Un vieillard qui a besoin
Au cœur de cette tempête de mort, il y a ce vieillard tout en blanc qui ne parvient pas à se relever de son siège à la fin de l’audience sur la Place Saint-Pierre. Il est sans doute celui dont la voix porte le plus dans le monde entier. Son nom est invoqué dans la prière quotidienne de plus d’un milliard d’hommes et de femmes, dans toutes les langues. Homme parmi les hommes, il est désormais faible parmi les faibles. Il souffre mais il se redresse. Et quand il ne le peut, il ose paraître sur un fauteuil roulant. Il ose manifester publiquement que, tout pape qu’il soit, il « a besoin ». Besoin d’un bras secourable et vigoureux pour le maintenir sur pieds. Besoin de l’intercession des autres comme il le dit dès le premier soir, au balcon d’un palais où il ne voulut jamais habiter pour ne pas s’y perdre.

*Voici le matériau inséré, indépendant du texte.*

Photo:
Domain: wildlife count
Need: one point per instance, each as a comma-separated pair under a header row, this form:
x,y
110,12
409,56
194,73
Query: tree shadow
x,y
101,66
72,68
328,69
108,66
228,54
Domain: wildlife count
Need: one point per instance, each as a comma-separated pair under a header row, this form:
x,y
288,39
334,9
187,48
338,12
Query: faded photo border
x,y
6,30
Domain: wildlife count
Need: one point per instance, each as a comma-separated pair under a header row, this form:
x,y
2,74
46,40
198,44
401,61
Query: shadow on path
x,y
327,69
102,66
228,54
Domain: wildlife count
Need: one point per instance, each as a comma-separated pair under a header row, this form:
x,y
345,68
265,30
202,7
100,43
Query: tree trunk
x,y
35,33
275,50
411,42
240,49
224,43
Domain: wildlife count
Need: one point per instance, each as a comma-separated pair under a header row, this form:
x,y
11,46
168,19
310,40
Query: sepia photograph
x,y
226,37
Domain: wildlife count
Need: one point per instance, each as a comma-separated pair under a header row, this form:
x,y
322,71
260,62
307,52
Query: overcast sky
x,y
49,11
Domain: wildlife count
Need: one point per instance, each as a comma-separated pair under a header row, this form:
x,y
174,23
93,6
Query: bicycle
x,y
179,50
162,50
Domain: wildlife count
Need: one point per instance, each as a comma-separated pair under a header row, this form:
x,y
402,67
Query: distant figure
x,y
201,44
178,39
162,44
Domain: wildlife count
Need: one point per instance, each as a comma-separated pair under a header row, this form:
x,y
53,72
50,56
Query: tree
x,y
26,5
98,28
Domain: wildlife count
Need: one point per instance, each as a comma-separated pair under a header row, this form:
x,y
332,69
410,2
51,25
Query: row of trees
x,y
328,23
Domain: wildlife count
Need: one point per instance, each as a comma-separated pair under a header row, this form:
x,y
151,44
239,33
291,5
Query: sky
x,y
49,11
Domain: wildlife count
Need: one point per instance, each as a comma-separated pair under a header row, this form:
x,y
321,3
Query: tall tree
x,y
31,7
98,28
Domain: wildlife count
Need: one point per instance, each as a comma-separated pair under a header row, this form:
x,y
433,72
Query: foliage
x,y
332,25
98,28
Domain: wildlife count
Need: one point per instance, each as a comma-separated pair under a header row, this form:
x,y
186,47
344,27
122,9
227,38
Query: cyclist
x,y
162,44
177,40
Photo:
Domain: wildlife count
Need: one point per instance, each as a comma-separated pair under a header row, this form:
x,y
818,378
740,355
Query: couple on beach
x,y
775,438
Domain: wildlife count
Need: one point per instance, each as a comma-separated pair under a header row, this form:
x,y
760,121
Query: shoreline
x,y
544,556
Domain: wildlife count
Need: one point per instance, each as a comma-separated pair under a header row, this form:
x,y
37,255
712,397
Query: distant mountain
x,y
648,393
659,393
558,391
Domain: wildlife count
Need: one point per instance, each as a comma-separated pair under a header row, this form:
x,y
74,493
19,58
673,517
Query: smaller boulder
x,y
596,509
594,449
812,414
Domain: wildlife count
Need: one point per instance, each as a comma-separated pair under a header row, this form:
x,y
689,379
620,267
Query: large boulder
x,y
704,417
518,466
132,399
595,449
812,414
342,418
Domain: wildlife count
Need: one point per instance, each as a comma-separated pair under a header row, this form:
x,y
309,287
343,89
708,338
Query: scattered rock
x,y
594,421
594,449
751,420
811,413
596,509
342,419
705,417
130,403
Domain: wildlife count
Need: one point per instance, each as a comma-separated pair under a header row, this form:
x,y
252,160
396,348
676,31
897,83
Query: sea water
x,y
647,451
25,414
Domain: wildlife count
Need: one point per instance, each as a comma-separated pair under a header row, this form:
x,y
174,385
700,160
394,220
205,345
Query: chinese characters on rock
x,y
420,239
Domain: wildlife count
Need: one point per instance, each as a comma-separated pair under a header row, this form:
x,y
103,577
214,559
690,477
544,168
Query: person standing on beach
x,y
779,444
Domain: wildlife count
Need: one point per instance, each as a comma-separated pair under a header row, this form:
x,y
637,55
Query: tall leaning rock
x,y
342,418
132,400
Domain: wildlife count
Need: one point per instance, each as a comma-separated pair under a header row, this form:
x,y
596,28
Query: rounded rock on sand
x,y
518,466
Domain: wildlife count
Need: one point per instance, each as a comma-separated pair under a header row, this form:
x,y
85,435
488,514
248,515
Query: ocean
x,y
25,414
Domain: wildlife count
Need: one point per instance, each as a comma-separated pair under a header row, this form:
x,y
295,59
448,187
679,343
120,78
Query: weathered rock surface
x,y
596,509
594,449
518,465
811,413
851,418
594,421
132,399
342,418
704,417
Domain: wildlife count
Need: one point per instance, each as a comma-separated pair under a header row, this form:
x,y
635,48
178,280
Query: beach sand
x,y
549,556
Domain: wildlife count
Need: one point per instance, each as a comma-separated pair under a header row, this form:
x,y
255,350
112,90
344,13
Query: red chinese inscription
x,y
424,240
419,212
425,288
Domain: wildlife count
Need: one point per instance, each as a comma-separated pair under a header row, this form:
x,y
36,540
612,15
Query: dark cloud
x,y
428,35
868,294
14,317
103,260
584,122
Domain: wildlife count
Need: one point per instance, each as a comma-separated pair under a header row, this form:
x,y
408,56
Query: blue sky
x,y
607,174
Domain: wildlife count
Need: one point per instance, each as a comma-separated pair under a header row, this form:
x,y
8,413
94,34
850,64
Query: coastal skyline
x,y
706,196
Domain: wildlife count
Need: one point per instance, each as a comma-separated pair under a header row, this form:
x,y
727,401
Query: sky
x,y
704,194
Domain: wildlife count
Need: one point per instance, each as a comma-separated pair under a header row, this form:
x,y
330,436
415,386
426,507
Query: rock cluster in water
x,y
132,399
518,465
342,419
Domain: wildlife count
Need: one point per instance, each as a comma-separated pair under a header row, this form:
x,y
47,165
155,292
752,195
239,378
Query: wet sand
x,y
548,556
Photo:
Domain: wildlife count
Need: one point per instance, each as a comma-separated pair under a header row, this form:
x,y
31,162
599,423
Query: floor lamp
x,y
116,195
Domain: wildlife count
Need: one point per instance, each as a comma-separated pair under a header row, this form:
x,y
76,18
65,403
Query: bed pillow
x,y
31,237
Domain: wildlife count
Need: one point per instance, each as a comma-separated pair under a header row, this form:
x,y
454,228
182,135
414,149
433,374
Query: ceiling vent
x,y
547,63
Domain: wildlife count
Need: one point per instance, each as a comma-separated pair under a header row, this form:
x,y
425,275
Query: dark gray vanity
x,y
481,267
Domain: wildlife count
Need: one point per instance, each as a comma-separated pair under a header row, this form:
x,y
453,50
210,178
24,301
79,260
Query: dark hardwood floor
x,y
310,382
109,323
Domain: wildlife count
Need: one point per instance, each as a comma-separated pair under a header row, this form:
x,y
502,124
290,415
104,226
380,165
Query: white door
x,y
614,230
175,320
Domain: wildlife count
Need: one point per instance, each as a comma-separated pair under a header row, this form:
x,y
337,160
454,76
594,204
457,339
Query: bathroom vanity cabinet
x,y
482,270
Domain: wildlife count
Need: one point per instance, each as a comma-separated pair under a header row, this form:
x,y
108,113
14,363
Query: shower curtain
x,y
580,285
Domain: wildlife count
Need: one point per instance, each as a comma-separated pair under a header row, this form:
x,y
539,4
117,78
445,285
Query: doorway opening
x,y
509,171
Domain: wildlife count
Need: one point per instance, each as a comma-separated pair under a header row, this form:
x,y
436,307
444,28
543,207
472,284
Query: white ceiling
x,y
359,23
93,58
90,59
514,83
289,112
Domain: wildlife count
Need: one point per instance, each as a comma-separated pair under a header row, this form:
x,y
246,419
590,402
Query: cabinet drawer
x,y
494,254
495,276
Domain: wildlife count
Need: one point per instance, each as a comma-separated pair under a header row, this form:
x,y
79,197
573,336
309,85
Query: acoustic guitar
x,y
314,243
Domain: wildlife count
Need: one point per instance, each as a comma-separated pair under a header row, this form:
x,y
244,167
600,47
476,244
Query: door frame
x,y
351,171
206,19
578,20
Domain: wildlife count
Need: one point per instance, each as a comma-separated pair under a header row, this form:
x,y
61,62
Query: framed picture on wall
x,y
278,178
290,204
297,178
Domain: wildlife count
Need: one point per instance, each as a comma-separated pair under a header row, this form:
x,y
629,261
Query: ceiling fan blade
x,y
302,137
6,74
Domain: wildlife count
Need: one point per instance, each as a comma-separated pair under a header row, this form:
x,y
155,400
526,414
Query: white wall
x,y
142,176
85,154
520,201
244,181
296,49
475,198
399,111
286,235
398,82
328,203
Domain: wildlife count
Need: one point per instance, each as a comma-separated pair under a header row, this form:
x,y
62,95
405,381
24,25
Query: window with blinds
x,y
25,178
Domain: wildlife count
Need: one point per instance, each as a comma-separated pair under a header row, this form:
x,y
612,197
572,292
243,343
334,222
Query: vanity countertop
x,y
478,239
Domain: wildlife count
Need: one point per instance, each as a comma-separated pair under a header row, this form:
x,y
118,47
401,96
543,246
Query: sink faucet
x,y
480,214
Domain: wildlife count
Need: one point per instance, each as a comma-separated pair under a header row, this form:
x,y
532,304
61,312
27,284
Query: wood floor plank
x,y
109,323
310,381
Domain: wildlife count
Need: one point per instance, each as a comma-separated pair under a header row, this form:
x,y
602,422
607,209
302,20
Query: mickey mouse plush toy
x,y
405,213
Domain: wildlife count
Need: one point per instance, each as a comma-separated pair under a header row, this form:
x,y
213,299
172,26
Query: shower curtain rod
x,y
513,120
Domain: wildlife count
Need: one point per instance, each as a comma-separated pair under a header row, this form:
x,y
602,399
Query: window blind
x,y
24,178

Que le Pape ait besoin n’étonnera évidemment pas le croyant qui sait que pour vivre, il faut sans cesse que le souffle de vie fasse gonfler ses poumons. Mais c’est au monde entier que cette image est renvoyée. Dans un monde où chacun cherche l’autonomie sans vraiment se soucier des conséquences que cela entraîne pour autrui, un vieillard qui ne se redresse qu’en étant soulevé par les bras d’un autre peut nous indiquer le vrai chemin de paix.
Dans la faiblesse humaine
Et puis il y a ses mots, adressés à son frère, le patriarche russe Kirill et rapporté à un journal italien : « Les vingt premières minutes, un papier à la main, il m’a lu toutes les justifications de la guerre. J’ai écouté et j’ai dit : “Je ne comprends pas tout cela, Frère, nous ne sommes pas des clercs d’État, nous ne pouvons pas utiliser le langage de la politique, mais [devons utiliser] le langage de Jésus. Nous sommes les bergers du même peuple saint de Dieu. C’est pourquoi nous devons chercher des moyens de paix, arrêter le bruit des armes”. » Dans la faiblesse humaine, de ne pouvoir trouver en soi seul la ressource physique pour se mouvoir, de ne pouvoir, soi seul être capable arrêter la guerre et enrayer la rationalité délirante des puissants de ce monde ; dans cette faible humaine qui s’assume, peut enfin transparaître l’œuvre de la grâce. Comment les bras vigoureux pourraient-il trouver à s’employer si nul ne compte s’appuyer dessus ? Comment la générosité et le don pourraient-ils s’exprimer si nul les convoque ? En acceptant d’être faible, l’apôtre Paul nous révèle que la force nous sera donnée. Le croyons-nous ?
Que seront donc les 8 et 9 mai prochains ? Nul ne le sait à l’heure où ces lignes sont écrites. Mais ce qui est certain, c’est que si chaque baptisé grandit chaque jour dans la conscience qu’il a besoin pour vivre et grandir, que l’on lui vienne en aide, alors le monde en sera transformé. Profondément. Et pour longtemps.